DAVID MICHAEL COHEN, PLS INC., HOUSTON
PLS REPORTS that the US upstream deal markets saw a significant upturn during the period from June 17 to July 16, 2015, with a focus on the Permian Basin highlighting this region's standout profitability in the current price environment. Among these transactions was the second multibillion-dollar deal this year: WPX Energy's $2.75 billion acquisition of privately held Permian driller RKI E&P. Like Noble Energy's $3.85 billion agreement in May to acquire Rosetta Resources, the WPX/RKI deal represents a new play entry for the buyer.
RKI has net production of 22,000 boe/d (53% oil, 16% NGLs) and 92,000 net acres (98% HB) targeting 12 prospective horizons in the Delaware Basin. More than 3,600 risked locations have been identified on the leasehold, which according to WPX equates to over 670,000 "effective" net acres based on multi-zone development. WPX attributes $1.1 billion of the deal value to existing production at ~$50,000 per boe/d, $1.15 billion to net acreage at $12,500 per acre and $500 million to owned and operated infrastructure in place.
Linn Energy sold the last of its Wolfcamp assets in Howard County, Texas, for $281 million. The assets include 133 wells producing 2,000 boe/d and 6,400 net acres prospective for horizontal Wolfcamp development. This deal concludes a monetization process that has been underway since Linn closed its $4.9 billion acquisition of Berry Petroleum in December 2013, which left Linn with a ~60,000-net-acre Wolfcamp position that was a poor fit for its dividend-driven MLP structure.
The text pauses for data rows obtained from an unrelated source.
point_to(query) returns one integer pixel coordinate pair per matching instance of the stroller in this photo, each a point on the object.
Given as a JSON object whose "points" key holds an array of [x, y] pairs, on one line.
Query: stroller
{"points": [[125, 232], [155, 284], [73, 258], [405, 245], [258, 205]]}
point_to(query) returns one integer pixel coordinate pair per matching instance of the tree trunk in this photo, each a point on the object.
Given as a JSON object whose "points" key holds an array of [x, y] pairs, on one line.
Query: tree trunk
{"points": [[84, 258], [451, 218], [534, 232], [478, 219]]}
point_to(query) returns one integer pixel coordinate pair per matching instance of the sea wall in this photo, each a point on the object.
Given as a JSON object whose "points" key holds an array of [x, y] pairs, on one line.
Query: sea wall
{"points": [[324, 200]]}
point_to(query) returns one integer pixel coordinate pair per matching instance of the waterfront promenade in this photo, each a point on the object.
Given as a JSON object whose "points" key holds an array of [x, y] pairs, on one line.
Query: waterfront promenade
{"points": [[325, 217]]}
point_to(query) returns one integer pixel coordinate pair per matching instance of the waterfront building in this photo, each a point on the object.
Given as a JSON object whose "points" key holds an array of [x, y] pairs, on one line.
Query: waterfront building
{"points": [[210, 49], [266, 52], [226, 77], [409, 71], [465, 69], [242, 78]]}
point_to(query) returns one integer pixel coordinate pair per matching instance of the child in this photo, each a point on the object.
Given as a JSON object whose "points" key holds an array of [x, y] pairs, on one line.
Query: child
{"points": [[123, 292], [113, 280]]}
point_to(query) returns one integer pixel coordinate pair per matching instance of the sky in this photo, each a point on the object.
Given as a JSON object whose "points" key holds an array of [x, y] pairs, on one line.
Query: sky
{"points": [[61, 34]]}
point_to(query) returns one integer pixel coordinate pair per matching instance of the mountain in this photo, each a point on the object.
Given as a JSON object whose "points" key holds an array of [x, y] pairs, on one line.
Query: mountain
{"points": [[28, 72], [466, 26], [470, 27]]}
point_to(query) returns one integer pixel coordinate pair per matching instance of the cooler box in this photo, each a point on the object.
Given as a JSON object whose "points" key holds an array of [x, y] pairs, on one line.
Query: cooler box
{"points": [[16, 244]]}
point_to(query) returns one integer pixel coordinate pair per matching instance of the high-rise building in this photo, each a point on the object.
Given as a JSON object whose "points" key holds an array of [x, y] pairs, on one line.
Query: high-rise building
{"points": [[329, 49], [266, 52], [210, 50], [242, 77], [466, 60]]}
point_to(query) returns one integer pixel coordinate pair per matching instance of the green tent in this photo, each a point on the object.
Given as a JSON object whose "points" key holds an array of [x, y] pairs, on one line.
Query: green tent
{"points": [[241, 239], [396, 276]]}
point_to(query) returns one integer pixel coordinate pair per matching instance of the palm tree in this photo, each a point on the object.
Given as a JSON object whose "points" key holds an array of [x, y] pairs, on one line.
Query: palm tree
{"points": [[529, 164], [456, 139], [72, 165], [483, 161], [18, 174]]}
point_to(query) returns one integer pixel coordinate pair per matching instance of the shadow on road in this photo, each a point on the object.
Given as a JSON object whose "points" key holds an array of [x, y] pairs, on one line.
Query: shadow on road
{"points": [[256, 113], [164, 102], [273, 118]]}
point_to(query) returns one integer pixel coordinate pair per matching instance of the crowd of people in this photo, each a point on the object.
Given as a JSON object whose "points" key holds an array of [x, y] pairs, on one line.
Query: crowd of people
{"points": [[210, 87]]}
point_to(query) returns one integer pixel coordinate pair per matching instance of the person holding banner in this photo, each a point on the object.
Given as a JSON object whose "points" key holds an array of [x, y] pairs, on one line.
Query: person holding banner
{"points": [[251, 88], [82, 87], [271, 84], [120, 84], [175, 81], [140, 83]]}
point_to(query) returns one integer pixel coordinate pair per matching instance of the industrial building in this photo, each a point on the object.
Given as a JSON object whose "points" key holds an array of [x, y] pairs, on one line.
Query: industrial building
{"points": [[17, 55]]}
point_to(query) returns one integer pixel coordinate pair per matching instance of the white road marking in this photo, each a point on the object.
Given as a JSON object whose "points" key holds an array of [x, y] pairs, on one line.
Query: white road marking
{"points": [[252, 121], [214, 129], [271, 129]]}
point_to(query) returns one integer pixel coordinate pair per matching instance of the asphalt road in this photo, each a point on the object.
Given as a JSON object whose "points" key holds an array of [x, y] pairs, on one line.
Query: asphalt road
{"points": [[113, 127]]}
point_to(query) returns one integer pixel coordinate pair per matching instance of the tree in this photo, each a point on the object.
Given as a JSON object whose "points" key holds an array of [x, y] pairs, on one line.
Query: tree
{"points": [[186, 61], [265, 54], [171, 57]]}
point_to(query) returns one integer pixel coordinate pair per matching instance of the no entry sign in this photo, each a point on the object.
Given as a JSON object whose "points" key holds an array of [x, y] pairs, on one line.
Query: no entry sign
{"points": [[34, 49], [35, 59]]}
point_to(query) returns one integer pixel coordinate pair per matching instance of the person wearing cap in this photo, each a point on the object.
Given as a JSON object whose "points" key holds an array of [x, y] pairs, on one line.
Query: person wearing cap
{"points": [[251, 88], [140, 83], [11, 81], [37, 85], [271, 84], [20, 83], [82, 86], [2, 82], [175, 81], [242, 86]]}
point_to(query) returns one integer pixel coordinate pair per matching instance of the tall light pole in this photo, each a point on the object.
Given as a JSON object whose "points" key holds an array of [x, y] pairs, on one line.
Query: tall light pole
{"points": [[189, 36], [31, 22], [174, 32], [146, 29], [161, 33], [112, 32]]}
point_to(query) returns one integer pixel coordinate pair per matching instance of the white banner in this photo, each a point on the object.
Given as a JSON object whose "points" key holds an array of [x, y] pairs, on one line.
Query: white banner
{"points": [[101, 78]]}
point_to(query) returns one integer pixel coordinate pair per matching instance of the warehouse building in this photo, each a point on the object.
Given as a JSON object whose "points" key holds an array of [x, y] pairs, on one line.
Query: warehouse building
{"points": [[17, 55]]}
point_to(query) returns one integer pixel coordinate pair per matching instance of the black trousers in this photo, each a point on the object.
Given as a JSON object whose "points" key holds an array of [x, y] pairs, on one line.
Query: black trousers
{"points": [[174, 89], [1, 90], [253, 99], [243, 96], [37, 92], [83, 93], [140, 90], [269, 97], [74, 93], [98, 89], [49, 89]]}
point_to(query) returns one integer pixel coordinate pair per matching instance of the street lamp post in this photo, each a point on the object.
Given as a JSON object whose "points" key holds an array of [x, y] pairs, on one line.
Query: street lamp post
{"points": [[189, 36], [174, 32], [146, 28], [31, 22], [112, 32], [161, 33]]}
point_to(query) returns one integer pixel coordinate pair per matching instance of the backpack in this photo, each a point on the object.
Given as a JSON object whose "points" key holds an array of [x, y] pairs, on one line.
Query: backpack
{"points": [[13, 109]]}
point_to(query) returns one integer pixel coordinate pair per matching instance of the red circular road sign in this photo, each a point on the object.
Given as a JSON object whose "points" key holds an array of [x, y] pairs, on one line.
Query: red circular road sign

Fellow MLP Legacy Reserves is taking a different approach to its unconventional Permian acreage, signing a JV with private equity firm TPG's credit arm TPG Special Situations Partners (TSSP) to fund horizontal Spraberry, Wolfcamp and Bone Spring drilling. For Legacy, the deal is structured to convert high-decline unconventional production into stable long-term production and cash flow more appropriate for the MLP model. TSSP will fund 95% of D&C costs in exchange for a high initial stake in the wells during the early production period, decreasing in stages as production declines. Linn has a similar deal with Blackstone credit arm GSO Capital Partners, but has not yet identified assets to be developed.
In Canada, the Ontario Teachers Pension Plan is spending $2.67 billion to acquire Cenovus Energy's royalty business, which consists of one of the country's largest fee title acreage positions. Fee title assets have been in high demand because of the ability to generate cash flow without requiring additional capital investment, as highlighted by Penn West's $255 million sale of mostly fee title acreage in Alberta to Freehold Royalty in April. Momentum for royalty deals generally has been building since Encana's $4.2 billion spinoff of PrairieSky Royalty last year, and now all eyes are on Canadian Natural Resource Ltd., which owns one of the only remaining legacy large fee title blocks in Western Canada and has expressed a desire to monetize those assets.
Internationally, BP strengthened its relationship with Rosneft despite US and EU sanctions, buying a 20% stake in eastern Siberia's Srednebotubinskoye oil and gas condensate field for $750 million. The partners will further develop the field, which produces 20,000 bbl/d from 51 wells, and also jointly explore a 115,000-sq-km AMI in the region.
Meanwhile, Kazakh national oil company KazMunaiGaz plans to sell half of its 16.8% stake in the giant-but currently offline-Kashagan oil field to Kazakhstan's sovereign wealth fund Samruk-Kazyna for $4.7 billion. The deal will reduce by $2.2 billion KazMunaiGaz's debt related to development of the sour crude field, which has been plagued by technical difficulties and was quickly shut in as a result of leaks in corroded pipelines after initially coming online in 2013. The Kashagan partners now expect a restart in late 2016. Sovereign wealth funds have had a growing presence in the international upstream deal markets over the past two years, joining opportunistic buyers like private investment vehicles and commodities traders to take over projects left behind as US drillers focus on shale resources back home.